First I’d change ‘rather than ‘ to ‘as well as those suitable for‘ individual self-defense’.
Second, a point that can be made from that last sentence is that Tench Coxe’s “...every terrible implement of the soldier are the birthright of an American” means exactly that.
The NFA’34 & GCA ’68 restrictions, regulations and bans on automatic and destructive device firearms, among others, are unconstitutional
The State’s Monopoly of Force and the Right to Bear Arms
In debates over the Second Amendment, the conventional view is that the government ought to possess a monopoly of legitimate force, subject to the right of individuals to act in emergency self-defense. Many treat the non-defensive circumstances in which our system decentralizes force as holdovers from days of nonprofessional police and soldiers. When it comes to the Second Amendment, many believe that the only legitimate reason individuals may bear arms today is for individual self-defense against isolated criminal violence (e.g., an occupied home invasion).

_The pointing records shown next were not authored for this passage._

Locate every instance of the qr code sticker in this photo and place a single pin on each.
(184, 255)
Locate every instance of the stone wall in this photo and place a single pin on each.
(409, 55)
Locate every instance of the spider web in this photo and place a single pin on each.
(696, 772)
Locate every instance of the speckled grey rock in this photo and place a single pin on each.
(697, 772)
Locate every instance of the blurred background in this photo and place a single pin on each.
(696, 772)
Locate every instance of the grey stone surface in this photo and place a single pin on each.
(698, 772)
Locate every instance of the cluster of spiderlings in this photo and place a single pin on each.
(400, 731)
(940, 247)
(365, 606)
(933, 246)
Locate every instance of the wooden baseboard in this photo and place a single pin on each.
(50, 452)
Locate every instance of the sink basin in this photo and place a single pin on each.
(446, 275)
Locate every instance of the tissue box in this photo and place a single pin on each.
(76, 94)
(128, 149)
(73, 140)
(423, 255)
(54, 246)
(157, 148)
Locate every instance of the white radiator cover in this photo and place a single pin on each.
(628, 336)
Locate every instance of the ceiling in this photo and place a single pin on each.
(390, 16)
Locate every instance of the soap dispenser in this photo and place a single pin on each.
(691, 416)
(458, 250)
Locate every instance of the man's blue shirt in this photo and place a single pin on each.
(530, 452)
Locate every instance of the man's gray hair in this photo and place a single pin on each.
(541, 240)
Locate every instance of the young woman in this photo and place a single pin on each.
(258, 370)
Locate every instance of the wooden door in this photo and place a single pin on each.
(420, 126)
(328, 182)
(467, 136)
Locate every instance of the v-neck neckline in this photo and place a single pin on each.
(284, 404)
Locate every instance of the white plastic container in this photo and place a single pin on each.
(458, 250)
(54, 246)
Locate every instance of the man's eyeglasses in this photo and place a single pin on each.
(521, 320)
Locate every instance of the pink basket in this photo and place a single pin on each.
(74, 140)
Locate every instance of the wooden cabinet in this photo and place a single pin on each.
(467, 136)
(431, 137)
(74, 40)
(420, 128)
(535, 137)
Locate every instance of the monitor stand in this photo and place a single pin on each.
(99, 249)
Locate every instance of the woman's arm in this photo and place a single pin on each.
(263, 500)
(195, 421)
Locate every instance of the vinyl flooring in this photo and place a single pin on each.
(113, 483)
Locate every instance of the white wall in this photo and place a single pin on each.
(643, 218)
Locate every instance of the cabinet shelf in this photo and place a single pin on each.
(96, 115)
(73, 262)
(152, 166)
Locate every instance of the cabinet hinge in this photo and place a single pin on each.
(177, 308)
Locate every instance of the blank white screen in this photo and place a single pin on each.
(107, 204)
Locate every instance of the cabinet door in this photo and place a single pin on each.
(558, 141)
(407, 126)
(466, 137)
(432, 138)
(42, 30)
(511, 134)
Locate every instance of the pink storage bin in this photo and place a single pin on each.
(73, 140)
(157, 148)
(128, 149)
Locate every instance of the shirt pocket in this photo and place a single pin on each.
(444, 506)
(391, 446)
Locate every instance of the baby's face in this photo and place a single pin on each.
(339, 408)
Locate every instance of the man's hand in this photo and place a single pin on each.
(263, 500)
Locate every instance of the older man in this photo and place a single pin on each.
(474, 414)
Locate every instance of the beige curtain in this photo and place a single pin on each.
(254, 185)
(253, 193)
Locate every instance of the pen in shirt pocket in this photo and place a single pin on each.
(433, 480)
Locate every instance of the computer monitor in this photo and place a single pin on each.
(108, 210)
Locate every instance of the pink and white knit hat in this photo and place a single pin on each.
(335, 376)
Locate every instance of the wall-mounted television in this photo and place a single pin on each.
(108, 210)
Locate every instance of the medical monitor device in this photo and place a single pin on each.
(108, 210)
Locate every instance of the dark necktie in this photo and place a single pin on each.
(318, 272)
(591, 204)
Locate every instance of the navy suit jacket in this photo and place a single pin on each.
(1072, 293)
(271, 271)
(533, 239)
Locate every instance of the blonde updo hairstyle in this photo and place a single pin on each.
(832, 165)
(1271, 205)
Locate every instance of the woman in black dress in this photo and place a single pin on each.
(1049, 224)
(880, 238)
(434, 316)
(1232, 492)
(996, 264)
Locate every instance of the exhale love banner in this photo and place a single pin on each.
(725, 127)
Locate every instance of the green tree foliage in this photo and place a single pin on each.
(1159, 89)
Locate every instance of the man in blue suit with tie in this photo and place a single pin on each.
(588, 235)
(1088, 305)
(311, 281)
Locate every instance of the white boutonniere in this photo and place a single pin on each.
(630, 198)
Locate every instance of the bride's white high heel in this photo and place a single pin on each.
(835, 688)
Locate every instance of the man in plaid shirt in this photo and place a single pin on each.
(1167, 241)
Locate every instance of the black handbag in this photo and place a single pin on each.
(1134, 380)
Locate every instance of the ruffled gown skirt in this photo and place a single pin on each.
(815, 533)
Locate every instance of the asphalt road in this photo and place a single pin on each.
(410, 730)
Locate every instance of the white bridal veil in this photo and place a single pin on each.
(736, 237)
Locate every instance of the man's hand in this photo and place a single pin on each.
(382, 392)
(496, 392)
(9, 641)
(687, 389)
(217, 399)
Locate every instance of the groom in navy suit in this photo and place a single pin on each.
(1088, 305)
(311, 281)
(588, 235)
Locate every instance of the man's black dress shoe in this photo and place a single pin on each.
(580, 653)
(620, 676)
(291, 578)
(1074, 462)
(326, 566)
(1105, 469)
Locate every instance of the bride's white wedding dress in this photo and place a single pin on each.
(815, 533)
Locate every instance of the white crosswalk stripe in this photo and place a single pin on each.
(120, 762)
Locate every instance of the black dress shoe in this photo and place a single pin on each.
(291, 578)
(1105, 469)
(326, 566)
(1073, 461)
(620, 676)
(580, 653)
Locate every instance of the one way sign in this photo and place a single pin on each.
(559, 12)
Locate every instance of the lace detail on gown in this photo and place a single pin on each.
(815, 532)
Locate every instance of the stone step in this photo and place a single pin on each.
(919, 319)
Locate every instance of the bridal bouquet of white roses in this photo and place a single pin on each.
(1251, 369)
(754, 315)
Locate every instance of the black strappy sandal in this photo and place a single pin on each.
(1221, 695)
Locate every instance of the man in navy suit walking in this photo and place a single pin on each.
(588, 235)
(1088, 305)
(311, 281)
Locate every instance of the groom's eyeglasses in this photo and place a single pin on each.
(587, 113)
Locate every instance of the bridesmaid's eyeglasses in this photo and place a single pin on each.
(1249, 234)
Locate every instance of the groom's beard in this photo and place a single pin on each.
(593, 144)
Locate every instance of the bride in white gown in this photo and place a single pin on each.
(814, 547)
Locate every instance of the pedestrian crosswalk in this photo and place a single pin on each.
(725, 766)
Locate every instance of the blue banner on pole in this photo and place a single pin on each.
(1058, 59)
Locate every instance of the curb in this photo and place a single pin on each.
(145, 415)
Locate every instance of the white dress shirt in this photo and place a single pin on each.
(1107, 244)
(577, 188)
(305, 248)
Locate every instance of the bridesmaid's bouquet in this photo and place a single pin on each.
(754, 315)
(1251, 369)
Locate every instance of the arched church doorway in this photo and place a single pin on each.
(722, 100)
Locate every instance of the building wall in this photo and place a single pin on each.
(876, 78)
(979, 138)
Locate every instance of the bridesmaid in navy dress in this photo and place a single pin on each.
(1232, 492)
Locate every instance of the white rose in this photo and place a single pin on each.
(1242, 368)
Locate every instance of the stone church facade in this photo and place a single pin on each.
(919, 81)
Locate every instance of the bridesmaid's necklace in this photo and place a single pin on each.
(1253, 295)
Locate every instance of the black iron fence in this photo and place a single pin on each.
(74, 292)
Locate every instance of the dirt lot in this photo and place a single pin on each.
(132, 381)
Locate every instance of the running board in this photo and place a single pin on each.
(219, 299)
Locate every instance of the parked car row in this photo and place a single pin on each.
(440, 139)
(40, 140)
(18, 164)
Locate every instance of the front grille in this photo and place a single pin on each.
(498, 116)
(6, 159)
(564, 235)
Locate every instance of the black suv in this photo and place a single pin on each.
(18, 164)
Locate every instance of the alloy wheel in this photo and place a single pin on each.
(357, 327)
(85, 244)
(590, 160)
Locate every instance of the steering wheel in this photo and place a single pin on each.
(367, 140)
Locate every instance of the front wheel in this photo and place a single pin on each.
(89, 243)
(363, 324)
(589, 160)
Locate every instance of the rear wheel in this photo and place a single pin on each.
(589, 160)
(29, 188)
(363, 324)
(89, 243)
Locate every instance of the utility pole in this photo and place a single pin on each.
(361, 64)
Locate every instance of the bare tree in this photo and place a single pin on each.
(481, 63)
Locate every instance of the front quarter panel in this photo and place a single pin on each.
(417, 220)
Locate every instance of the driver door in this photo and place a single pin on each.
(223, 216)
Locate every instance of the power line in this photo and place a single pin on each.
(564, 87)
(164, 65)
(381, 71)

This symposium article attacks the monopoly of force account, justifying the continued relevance of American law’s decentralization of legitimate force. This article argues that decentralization of force remains important for three reasons. First, despite the rise of professional police, American law enforcement still enforces law below desirable levels. Underenforcement of core crimes is particularly a problem in disadvantaged and rural communities and during times of civil unrest. Decentralization of force helps mitigate the underenforcement problem. And decentralization may be a better solution than simply providing more police because many areas where law is underenforced also (paradoxically) suffer from the effects of overcriminalization. Increased police presence could make the overcriminalization problem worse without solving the underenforcement problem. Second, American law has a mismatch between public duties and private rights. While providing effective law enforcement is a public duty, it is not a private right. Individuals, thus, have no effective claim that the government adequately enforce the law or protect them against unlawful violence. And any attempt to create such a private right would create profound separation of powers concerns. Consequently, self-help and private law enforcement are the best remedies when governments undersupply needed levels of police protection. Third, even if the “government” has a monopoly of force, it does not follow that government officers are the only ones in whom the government’s monopoly may be vested. The “government” is an incorporeal entity whose power must be exercised by human agents. Agents do not perfectly carry out the tasks of their principals; some government officers commit malfeasance and nonfeasance. The decentralization of force provides a remedy for such abuses of office.
Ultimately, the article concludes that the individual right to bear arms still has relevance for public defense and security. This fact should warrant consideration when determining the scope of the right, including that the arms protected by the Second Amendment should continue to include those arms whose primary value is public security rather than individual self-defense.